The answer is: a while. The pacing is the main problem. The middle section of Wolf Worm runs on atmosphere and delayed revelation in the way that Gothic middles tend to, and it runs on it long. The mystery of the shed has four or five scenes where it could have moved forward and doesn’t. This is not quite a flaw of craft, since the accumulation of detail does real work, but it is a flaw of proportion. When the reveal finally comes, it requires unpacking a mythology the novel handles both with good humor and some genuine invention. The mythology, treated here as natural history rather than folklore, is refreshingly unsentimental. It is, however, the kind of concept that belongs in a more brutal book. What Vernon does with it is, on balance, a little too tidy.

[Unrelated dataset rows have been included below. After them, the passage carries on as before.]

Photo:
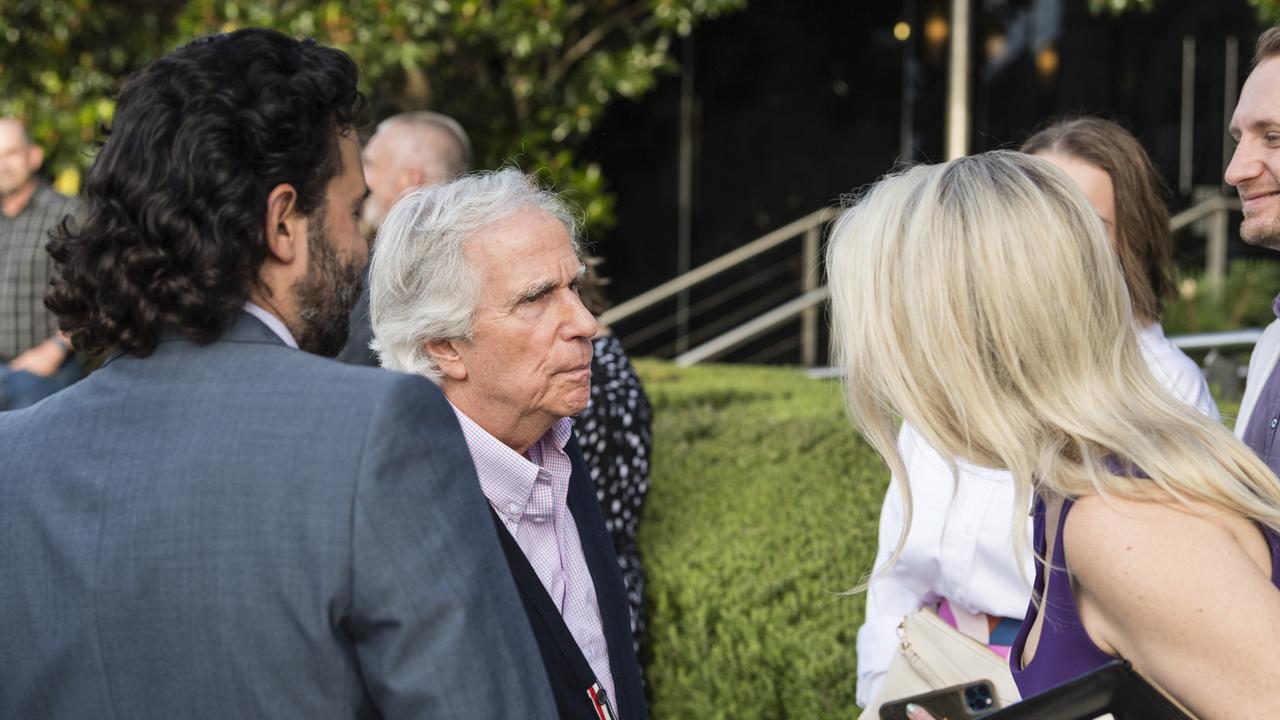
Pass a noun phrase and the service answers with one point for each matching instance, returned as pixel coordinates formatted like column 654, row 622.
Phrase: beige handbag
column 933, row 656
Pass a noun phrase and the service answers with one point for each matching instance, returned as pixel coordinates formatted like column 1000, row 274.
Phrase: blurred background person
column 475, row 283
column 220, row 522
column 1255, row 172
column 616, row 434
column 36, row 360
column 406, row 151
column 958, row 556
column 981, row 301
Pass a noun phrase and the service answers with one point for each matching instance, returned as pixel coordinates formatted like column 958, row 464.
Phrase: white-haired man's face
column 400, row 158
column 528, row 361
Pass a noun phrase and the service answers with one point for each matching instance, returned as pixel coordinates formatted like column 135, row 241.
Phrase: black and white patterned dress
column 617, row 440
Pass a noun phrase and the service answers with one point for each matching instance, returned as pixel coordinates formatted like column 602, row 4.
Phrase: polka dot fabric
column 616, row 437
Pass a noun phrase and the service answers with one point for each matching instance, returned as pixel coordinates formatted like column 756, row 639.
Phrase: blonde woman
column 958, row 556
column 981, row 302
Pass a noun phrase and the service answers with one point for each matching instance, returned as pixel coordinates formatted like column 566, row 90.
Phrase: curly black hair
column 174, row 206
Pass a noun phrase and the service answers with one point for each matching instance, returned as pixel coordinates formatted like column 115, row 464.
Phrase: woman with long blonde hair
column 981, row 302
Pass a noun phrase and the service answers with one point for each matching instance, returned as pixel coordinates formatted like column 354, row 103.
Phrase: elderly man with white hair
column 475, row 285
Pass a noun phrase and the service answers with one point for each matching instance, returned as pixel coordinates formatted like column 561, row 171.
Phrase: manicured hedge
column 762, row 511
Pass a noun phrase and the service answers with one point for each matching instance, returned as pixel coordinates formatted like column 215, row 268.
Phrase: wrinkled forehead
column 13, row 135
column 528, row 246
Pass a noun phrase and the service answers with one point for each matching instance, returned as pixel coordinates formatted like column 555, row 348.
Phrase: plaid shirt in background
column 26, row 270
column 530, row 495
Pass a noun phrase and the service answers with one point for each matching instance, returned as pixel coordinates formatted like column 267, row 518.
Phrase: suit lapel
column 534, row 595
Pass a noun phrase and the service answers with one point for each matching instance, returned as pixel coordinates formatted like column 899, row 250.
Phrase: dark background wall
column 800, row 103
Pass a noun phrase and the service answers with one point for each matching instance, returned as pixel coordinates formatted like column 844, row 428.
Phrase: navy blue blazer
column 567, row 668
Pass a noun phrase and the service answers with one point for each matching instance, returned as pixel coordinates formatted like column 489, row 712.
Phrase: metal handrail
column 805, row 305
column 716, row 267
column 746, row 331
column 1223, row 340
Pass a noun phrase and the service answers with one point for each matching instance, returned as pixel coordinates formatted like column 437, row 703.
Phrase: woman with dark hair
column 959, row 559
column 617, row 442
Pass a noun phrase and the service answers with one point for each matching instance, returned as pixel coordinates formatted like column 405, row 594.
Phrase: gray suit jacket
column 246, row 531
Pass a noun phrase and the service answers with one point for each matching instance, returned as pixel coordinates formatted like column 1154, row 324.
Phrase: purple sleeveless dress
column 1065, row 651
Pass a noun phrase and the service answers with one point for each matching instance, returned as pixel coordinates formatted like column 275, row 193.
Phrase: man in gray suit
column 216, row 524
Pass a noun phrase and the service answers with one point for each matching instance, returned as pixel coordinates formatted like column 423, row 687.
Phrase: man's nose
column 581, row 322
column 1244, row 165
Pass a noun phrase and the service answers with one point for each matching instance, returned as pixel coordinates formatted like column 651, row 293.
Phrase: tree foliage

This is where you are supposed to be relieved, and the book lets you be. That is the problem with the last quarter. The ending it earns is not the one it takes. There is a final image, a black-and-gold fly glimpsed in the garden, that contains the entire residue of the horror, placed near-last on the second-to-last page, and the book adds a paragraph after it that explains what the fear means and how Sonia is learning to live with it. This is the version of the ending that says: here is the shape of the wound. It is not the version that leaves you with the wound.
The house, the household, the interracial marriage of the Kents and the social risks it requires in 1899 North Carolina, the way Sonia moves through the world as an unmarried woman naturalist with a palette knife at the bottom of her bag, the Lumbee community and its history named carefully in the author’s note and in the character of Ma Kersey: all of this is handled with more attention than the horror mechanics. The warmth is genuine, not performed, and that is both the source of the appeal and the cap on the ceiling. A sustained cold register was available here. The body of the book reaches for it. The ending sets it down.
A scientific illustrator with a cardboard suitcase, arriving at a house where a previous artist left their brushes in mid-project and their clothes in the wardrobe and did not come back. The mystery of where that artist went. The locked shed. The name of what is in it.
Whether the flies in the garden are still the same kind or something else now is a question the book raises and declines to answer. It should have stopped there.